Bei seiner Reise nach Aserbaidschan und Bulgarien sprach Papst Johannes Paul II. am Sonntag, den 26. August 2002, auf dem Hauptplatz von Plowdiw in Bulgarien drei Ordensleute selig, die zu unschuldigen Opfer des kommunistischen Terrors wurden. Sie gehörten zur Kongregation der Augustiner von Mariä Himmelfahrt, den „Assumptionisten“, die am 25. Dezember 1845 in Nîmes, Frankreich, von dem Priester Emanuel d’Alzon gegründet wurden. Der Name ist dem historischen Umfeld des Entstehungsortes entnommen: dem „Collège de l’Assomption“ in Nîmes. Der Zweck der Kongregation ist die Vervollkommnung der Person durch die Ausbreitung der Herrschaft Christi in den Seelen. Ein besonderer Aspekt in der Geschichte der Assumptionisten ist zweifellos ihre Ankunft in Bulgarien 1863.

Es war Pius IX. – er hatte auch Erzbischof Sokolski geweiht – , der Emanuel d’Alzon ersuchte, Patres nach Bulgarien zu schicken, um sich dort besonders der orthodoxen Bulgaren anzunehmen, die in die katholische Kirche eintreten wollten. Zum Gründer der Mission der Assumptionisten in Bulgarien, die damals unter dem Namen „Mission des Orients“ bekannt war, wurde P. Victorin Galabert, Doktor in Medizin und Kirchenrecht. Zur Unterstützung der Patres rief P. d’Alzon eine Frauenkongregation ins Leben, die „Oblatinnen der Assumptionisten“, die dann Schulen in Sofia, Jambol, Varna und Sliven gründeten.

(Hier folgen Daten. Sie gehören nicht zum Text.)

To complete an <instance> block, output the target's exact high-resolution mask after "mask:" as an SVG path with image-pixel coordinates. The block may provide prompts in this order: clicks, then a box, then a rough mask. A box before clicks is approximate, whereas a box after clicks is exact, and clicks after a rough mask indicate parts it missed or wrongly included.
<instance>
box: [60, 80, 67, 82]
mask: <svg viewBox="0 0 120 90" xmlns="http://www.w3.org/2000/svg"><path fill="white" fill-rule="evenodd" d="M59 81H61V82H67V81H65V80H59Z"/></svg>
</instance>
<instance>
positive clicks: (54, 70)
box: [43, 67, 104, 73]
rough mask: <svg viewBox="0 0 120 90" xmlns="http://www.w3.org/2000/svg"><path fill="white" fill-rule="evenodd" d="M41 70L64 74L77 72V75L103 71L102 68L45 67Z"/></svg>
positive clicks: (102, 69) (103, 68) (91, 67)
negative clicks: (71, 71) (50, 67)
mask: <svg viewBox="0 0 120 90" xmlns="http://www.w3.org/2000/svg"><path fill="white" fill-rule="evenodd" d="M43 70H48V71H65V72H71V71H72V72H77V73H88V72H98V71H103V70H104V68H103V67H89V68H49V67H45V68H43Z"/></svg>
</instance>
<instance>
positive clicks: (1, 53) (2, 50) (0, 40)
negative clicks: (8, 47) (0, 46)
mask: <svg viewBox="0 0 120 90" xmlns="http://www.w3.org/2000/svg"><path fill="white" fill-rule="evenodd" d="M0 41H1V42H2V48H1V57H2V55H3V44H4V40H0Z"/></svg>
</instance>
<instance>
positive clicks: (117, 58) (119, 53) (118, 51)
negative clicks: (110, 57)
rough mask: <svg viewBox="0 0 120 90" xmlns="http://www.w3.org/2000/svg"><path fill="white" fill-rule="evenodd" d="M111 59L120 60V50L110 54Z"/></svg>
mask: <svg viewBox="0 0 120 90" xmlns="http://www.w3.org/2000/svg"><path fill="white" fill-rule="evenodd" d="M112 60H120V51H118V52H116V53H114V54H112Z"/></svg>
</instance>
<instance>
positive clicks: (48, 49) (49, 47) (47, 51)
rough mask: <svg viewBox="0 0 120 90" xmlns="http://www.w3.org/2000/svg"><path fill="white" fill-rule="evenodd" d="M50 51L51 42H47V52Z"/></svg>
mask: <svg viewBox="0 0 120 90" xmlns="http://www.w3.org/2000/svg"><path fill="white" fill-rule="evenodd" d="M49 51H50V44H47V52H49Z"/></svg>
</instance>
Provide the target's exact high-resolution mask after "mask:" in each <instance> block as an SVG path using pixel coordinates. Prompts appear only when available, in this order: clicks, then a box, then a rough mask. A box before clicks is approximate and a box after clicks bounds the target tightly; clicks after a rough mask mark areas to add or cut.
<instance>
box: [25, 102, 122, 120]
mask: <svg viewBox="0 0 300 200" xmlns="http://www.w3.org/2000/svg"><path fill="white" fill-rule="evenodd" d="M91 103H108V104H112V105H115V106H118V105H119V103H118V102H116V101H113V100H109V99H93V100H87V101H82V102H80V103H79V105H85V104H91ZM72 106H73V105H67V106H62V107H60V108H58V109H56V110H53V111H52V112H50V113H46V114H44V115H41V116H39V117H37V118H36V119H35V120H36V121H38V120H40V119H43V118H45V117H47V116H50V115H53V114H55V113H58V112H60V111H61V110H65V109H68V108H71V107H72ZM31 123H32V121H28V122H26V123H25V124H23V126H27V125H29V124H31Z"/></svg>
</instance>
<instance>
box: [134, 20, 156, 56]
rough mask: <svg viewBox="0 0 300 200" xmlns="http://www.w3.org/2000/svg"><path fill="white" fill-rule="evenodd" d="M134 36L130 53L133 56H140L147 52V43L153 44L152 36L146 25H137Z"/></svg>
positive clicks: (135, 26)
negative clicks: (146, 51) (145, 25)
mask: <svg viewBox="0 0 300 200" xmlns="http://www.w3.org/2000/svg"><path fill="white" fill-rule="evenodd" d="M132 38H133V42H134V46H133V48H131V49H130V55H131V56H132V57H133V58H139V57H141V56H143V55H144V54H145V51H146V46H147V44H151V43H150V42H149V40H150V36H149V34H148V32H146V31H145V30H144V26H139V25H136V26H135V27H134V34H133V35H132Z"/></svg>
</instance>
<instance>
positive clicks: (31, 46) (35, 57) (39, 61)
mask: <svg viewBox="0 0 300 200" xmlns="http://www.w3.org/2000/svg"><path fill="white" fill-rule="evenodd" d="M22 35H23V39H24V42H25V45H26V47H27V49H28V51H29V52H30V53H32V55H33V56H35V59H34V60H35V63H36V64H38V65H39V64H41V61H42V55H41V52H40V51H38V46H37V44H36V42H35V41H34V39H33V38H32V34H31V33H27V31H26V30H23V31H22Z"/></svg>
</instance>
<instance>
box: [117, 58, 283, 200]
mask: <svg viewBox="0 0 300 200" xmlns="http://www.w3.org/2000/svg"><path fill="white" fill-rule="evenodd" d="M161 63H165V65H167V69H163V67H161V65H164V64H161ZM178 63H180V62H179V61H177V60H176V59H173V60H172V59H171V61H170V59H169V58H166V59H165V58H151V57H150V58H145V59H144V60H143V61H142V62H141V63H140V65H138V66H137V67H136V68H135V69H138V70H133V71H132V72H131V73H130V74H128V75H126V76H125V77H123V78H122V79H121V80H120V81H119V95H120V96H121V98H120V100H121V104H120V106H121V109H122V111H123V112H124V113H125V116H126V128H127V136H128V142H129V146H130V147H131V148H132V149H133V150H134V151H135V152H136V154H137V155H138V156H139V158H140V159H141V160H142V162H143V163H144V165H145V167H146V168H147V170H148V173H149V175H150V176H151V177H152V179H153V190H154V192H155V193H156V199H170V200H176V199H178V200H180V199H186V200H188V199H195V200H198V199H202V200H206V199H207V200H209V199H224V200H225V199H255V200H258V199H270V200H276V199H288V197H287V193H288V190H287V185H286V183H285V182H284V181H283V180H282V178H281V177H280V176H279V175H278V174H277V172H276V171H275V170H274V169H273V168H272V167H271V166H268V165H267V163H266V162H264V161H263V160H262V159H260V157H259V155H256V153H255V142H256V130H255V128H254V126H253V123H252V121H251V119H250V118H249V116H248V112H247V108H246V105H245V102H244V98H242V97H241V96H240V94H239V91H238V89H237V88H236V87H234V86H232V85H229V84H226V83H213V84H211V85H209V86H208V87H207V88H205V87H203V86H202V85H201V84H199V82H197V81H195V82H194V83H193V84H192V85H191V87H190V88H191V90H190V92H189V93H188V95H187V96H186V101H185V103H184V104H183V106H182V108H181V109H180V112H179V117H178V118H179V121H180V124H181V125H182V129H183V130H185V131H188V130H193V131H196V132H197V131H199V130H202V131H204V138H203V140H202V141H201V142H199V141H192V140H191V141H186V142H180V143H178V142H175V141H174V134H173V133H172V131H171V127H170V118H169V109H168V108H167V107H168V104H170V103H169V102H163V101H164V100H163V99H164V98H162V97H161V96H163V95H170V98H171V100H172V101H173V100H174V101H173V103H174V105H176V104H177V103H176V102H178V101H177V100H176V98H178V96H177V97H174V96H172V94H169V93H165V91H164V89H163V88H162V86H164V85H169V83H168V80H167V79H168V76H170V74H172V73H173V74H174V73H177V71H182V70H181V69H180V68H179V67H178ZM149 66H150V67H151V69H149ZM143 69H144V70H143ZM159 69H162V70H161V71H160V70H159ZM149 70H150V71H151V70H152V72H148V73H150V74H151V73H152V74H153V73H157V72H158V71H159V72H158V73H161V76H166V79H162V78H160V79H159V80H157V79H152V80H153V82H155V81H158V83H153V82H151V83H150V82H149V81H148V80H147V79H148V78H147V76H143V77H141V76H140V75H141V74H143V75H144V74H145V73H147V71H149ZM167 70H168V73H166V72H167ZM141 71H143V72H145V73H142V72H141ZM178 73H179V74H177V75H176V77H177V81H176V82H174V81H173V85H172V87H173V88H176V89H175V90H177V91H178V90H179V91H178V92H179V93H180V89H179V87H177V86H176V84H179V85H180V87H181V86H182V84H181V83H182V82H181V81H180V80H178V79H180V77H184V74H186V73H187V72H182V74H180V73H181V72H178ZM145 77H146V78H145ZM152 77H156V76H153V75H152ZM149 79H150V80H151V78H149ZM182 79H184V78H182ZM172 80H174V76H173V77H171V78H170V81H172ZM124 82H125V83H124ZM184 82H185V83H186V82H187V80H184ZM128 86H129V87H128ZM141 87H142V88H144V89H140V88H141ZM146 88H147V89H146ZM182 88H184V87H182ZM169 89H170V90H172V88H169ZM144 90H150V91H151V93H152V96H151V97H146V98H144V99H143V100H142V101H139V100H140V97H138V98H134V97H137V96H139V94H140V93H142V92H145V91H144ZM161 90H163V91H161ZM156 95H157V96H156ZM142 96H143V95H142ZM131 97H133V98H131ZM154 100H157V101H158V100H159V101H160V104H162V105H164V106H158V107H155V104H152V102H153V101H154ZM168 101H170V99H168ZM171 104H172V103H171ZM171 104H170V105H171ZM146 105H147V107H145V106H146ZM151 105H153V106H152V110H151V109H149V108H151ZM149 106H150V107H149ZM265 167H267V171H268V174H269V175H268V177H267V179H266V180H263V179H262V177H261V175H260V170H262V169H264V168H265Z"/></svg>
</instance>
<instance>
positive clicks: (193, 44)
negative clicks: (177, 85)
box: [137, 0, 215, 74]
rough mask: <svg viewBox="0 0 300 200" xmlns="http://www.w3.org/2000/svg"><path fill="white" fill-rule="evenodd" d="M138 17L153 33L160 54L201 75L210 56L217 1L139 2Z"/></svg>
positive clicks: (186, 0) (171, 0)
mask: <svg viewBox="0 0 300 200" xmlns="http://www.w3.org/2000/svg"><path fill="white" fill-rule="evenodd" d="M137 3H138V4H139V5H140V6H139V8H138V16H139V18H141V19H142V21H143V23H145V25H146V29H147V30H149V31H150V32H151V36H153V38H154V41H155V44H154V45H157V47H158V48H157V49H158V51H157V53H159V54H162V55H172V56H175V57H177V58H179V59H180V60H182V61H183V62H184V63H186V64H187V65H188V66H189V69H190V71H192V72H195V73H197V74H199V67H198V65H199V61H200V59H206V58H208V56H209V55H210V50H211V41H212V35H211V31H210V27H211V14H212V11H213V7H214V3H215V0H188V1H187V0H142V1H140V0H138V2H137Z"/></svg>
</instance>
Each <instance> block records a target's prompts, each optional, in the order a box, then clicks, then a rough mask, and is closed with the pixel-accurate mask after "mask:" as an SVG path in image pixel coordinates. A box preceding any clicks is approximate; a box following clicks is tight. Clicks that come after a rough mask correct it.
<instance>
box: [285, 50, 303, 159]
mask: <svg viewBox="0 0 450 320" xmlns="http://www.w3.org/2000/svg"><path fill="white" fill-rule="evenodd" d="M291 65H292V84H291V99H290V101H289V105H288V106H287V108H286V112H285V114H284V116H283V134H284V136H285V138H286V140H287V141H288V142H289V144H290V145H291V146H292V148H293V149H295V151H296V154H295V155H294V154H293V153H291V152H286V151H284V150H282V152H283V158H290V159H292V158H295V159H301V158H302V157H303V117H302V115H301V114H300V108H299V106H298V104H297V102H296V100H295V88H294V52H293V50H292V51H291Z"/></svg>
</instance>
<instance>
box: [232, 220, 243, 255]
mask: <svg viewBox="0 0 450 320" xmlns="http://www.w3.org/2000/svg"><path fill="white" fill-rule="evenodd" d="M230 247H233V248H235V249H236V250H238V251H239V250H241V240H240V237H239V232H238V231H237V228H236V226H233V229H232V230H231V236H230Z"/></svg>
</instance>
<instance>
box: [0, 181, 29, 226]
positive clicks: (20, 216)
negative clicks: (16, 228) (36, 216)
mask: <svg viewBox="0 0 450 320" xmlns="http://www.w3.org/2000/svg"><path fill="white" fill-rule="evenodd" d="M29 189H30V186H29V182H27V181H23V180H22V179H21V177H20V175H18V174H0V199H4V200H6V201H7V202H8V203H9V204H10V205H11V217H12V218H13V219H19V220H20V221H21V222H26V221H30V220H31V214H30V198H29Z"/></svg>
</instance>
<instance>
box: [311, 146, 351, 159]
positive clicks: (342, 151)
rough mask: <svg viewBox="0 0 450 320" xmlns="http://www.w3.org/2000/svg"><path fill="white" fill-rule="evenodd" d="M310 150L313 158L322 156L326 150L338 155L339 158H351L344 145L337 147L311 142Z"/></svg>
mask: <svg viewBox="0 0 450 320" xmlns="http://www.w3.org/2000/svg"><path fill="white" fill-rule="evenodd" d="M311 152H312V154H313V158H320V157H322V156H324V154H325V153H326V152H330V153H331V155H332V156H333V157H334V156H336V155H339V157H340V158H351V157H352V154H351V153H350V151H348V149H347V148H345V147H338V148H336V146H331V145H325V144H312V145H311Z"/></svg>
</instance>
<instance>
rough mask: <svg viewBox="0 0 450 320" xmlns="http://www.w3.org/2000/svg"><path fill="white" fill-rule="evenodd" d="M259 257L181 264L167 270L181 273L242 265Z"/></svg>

1864 eröffneten die Assumptionisten die kleine Volksschule St. Andreas in Philippopel und 1884 das Hochschulkolleg Saint-Augustin, das sich schon bald zu einem der wichtigsten Institute auf dem Balkan entwickelte, bis es 1948 von den Kommunisten geschlossen wurde. Das kommunistische Regime vertrieb damals alle Ordensleute nicht bulgarischer Herkunft, darunter auch die Assumptionisten, aus dem Land. Dies war der Ausgangspunkt für die Grausamkeiten gegen die kleine katholische Minderheit und für das Martyrium der drei neuen Seligen.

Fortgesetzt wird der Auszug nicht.